Posso dirle una cosa? La sua analisi è per molti versi affascinante, e riesce anche a convincere, giustamente caustica e dura. Ma poi, al momento della proposta, resta un po’ nel vago. Innovare, lavorare di più e meglio, discutere in modo franco e acceso. Tutto ok, ma … su che cosa? Come? Con chi? Non crede che sia anche il tempo di risposte chiare e circostanziate?
«E’ una critica che accetto. Ma se avessi tutte le risposte io da solo sarei solo un cretino borioso. Cerco di dire altro: le risposte dobbiamo trovarle insieme.

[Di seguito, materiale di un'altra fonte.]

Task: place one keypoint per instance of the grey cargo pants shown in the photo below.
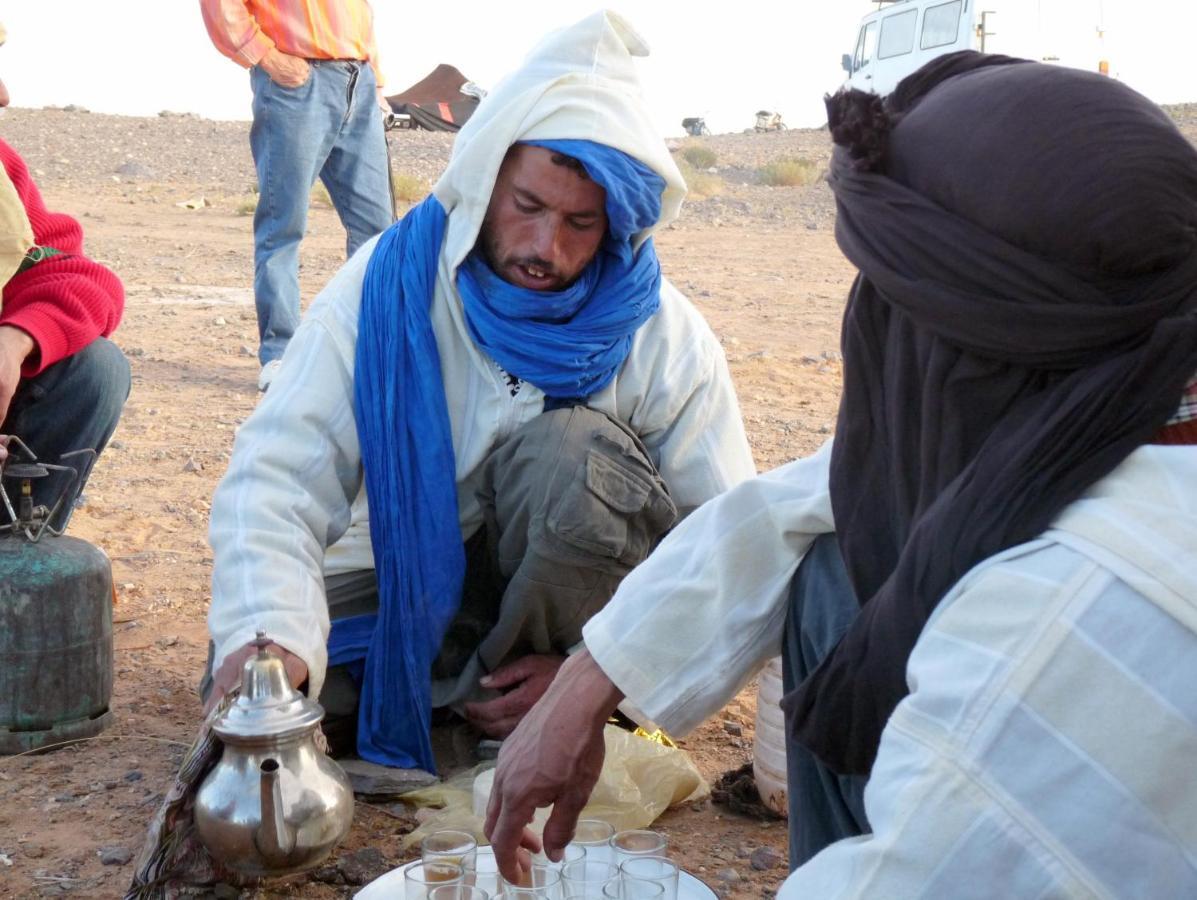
(571, 503)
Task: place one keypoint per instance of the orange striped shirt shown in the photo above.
(244, 30)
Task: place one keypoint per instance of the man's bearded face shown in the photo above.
(545, 220)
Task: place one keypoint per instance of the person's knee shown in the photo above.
(611, 503)
(102, 375)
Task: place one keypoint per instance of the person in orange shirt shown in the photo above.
(317, 111)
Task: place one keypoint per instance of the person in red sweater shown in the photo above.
(62, 383)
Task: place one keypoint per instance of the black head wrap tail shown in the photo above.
(1024, 318)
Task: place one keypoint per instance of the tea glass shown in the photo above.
(450, 846)
(540, 882)
(637, 841)
(457, 892)
(487, 879)
(571, 853)
(632, 889)
(420, 879)
(585, 877)
(594, 835)
(657, 869)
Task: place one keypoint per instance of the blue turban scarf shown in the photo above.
(570, 344)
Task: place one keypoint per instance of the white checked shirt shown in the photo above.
(1049, 745)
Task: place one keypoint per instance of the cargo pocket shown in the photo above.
(613, 511)
(593, 512)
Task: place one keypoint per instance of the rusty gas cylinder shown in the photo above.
(55, 627)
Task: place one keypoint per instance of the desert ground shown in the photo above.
(165, 204)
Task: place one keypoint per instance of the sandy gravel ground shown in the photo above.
(760, 262)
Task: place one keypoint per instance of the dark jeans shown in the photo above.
(73, 405)
(570, 503)
(824, 807)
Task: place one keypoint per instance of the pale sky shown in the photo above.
(718, 60)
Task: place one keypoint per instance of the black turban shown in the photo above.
(1024, 318)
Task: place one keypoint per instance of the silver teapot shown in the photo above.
(274, 803)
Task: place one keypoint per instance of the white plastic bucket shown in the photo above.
(769, 748)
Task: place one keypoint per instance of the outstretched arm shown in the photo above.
(553, 756)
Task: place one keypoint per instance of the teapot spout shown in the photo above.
(274, 840)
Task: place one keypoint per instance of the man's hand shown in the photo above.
(14, 346)
(528, 677)
(228, 676)
(285, 70)
(554, 756)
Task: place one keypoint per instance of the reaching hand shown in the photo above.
(285, 70)
(14, 346)
(528, 677)
(228, 676)
(553, 756)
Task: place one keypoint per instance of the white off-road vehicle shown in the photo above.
(901, 35)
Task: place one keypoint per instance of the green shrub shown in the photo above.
(698, 156)
(408, 188)
(789, 172)
(700, 184)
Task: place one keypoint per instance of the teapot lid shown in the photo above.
(268, 707)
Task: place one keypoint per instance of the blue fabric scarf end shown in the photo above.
(411, 485)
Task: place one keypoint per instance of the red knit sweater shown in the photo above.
(65, 302)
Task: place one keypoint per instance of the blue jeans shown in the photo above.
(824, 806)
(328, 127)
(73, 405)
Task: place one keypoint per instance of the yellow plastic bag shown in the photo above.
(640, 778)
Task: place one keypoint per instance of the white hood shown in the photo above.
(577, 84)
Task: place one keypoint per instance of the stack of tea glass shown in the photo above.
(597, 864)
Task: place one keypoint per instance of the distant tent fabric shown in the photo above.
(436, 102)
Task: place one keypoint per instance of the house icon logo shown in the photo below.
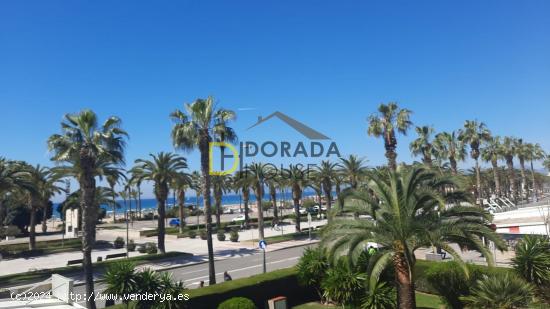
(295, 124)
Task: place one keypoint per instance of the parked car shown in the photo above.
(174, 222)
(238, 219)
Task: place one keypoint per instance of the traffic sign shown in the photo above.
(263, 244)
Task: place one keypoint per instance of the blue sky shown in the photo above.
(325, 63)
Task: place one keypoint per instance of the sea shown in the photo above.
(227, 199)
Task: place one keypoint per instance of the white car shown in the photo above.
(238, 219)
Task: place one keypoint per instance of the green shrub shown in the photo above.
(234, 235)
(342, 285)
(451, 282)
(202, 234)
(151, 248)
(237, 303)
(500, 291)
(131, 246)
(12, 231)
(118, 243)
(312, 268)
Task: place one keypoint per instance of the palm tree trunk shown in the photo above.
(297, 213)
(478, 183)
(205, 169)
(181, 201)
(32, 227)
(511, 178)
(454, 165)
(273, 193)
(161, 209)
(405, 286)
(45, 217)
(523, 179)
(89, 217)
(534, 182)
(496, 176)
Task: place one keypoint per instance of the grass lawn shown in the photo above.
(425, 301)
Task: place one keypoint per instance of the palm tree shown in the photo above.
(352, 170)
(83, 147)
(534, 153)
(449, 147)
(43, 187)
(13, 177)
(508, 153)
(114, 179)
(411, 212)
(297, 180)
(273, 181)
(475, 133)
(162, 169)
(522, 152)
(180, 184)
(257, 174)
(326, 173)
(384, 124)
(242, 183)
(422, 145)
(196, 129)
(491, 153)
(220, 186)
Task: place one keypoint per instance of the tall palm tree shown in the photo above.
(196, 129)
(162, 169)
(83, 146)
(44, 185)
(411, 213)
(384, 124)
(13, 177)
(326, 172)
(491, 153)
(422, 145)
(449, 147)
(180, 184)
(220, 186)
(534, 153)
(475, 133)
(114, 179)
(508, 153)
(352, 169)
(297, 179)
(522, 152)
(273, 181)
(257, 174)
(242, 183)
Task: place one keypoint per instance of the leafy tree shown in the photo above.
(162, 170)
(500, 291)
(87, 150)
(423, 144)
(196, 129)
(409, 207)
(297, 180)
(312, 268)
(448, 146)
(475, 133)
(390, 118)
(491, 153)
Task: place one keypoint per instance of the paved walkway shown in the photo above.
(196, 246)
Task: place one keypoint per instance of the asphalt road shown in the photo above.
(238, 267)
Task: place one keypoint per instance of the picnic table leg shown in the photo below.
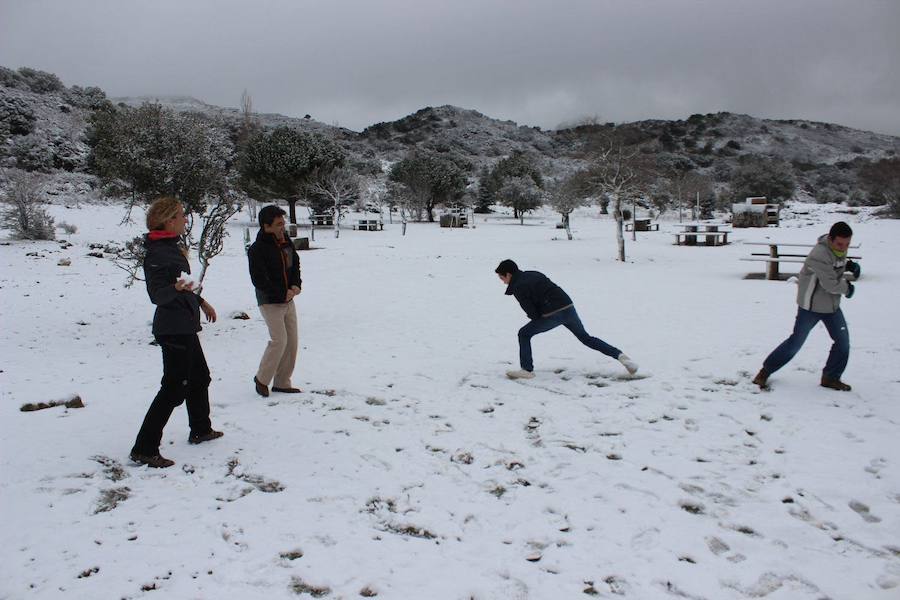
(772, 268)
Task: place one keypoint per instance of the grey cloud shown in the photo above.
(357, 62)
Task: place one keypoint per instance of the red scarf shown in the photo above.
(158, 234)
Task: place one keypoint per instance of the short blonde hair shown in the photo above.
(162, 210)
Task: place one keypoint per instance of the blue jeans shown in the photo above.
(568, 318)
(806, 320)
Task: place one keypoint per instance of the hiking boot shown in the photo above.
(199, 438)
(156, 461)
(520, 374)
(834, 384)
(629, 364)
(261, 388)
(761, 378)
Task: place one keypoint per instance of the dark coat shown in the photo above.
(177, 313)
(269, 271)
(537, 295)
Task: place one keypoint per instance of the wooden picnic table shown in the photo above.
(368, 225)
(691, 231)
(776, 257)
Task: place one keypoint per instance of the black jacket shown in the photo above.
(269, 272)
(537, 295)
(177, 313)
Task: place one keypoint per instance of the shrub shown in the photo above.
(32, 153)
(67, 227)
(23, 215)
(16, 117)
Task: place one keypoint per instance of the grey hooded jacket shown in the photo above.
(822, 280)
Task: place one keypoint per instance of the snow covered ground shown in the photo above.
(411, 468)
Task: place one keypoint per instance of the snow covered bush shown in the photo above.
(16, 117)
(33, 153)
(22, 213)
(67, 227)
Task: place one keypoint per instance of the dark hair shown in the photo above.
(840, 229)
(268, 214)
(506, 267)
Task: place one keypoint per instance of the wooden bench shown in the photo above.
(775, 258)
(453, 220)
(641, 225)
(368, 225)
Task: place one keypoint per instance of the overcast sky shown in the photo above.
(358, 62)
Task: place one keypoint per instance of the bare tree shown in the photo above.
(341, 187)
(622, 173)
(566, 195)
(405, 199)
(249, 126)
(213, 233)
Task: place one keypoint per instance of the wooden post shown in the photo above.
(690, 240)
(772, 268)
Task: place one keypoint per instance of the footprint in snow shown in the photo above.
(863, 511)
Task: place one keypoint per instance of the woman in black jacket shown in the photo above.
(175, 326)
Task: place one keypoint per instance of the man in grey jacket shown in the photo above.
(819, 292)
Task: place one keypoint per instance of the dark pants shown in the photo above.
(185, 379)
(568, 318)
(806, 320)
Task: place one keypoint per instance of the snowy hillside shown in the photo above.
(410, 467)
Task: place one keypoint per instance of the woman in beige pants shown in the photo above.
(275, 272)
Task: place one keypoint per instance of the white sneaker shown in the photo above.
(520, 374)
(628, 363)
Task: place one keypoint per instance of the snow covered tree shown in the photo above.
(518, 164)
(280, 163)
(623, 173)
(150, 151)
(566, 195)
(333, 192)
(431, 179)
(23, 214)
(521, 194)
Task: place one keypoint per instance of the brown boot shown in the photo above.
(199, 438)
(156, 461)
(261, 388)
(835, 384)
(761, 378)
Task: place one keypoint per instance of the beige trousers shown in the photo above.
(281, 351)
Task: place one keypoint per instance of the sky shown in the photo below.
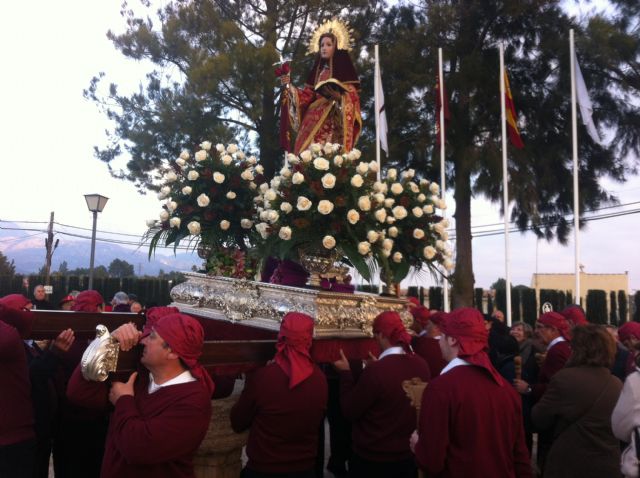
(50, 52)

Diciamo che questa relazione è un primo tempo, non sperava né di suscitare tutto questo dibattito, né di esaurire il tema. Partiamo da una affermazione molto grave che ho fatto e che ho notato è stata sorvolata. Io temo che Cremona si svegli un giorno come Parma, con una situazione economica vicina al dissesto. E’ una preoccupazione, non ancora una valutazione politica. Ma vedo che si continua a riempire la pancia delle municipalizzate con debiti per operazioni immobiliari quantomeno discutibili, tipo il Massarotti. Il debito delle aziende pubbliche è debito del Comune, mica di altri. Ecco, come primo passo partirei dai conti, con una grande operazione di trasparenza sui beni pubblici. Trasparenza vera, ovviamente, cioè comprensibile. Questo sarebbe l’inizio e chissà quante sorprese. Senza tanti “è colpa mia, è colpa tua”. Credo che i cremonesi debbano sapere come vengono usati i loro soldi. Questo si collega alla vicenda Lgh, ma non voglio continuare su questa via. Faccio un altro esempio. Come affrontiamo, in tempi di crisi, in una città che detiene il primato dell'invecchiamento della popolazione il tema dei servizi per gli anziani e i disabili? Davvero si pensa che sfilando i soggetti che ora intervengono, la Fondazione città di Cremona ed il Comune, dalla responsabilità diretta verso quei servizi ed affidandoli ad un soggetto privato si risolveranno tutti i problemi? Invece di parlare di queste cose ci concentriamo sui permessi di parcheggio agli amministratori. In un dibattito falsato, come se questi fossero una casta famelica e cattiva perché hanno un piccolo beneficio nel loro servizio. Qualcuno ha fatto un po’ i conti? Gli amministratori sono, esagerando, un’ottantina. Poi ci sono i medici in servizio, gli artigiani, i commercianti al lavoro. E gli altri chi sono? Tutta casta? Tutta politica cattiva e famelica? Come si arriva a quei numeri iperbolici (per Cremona)? Una bella operazione giornalistica sarebbe pubblicare tutti i nomi. Ci divertiremmo. Ecco, mi sono attirato altri nemici…».
Ci penseremo, Magnoli. Potrebbe essere tema di una buona inchiesta... Per adesso, grazie.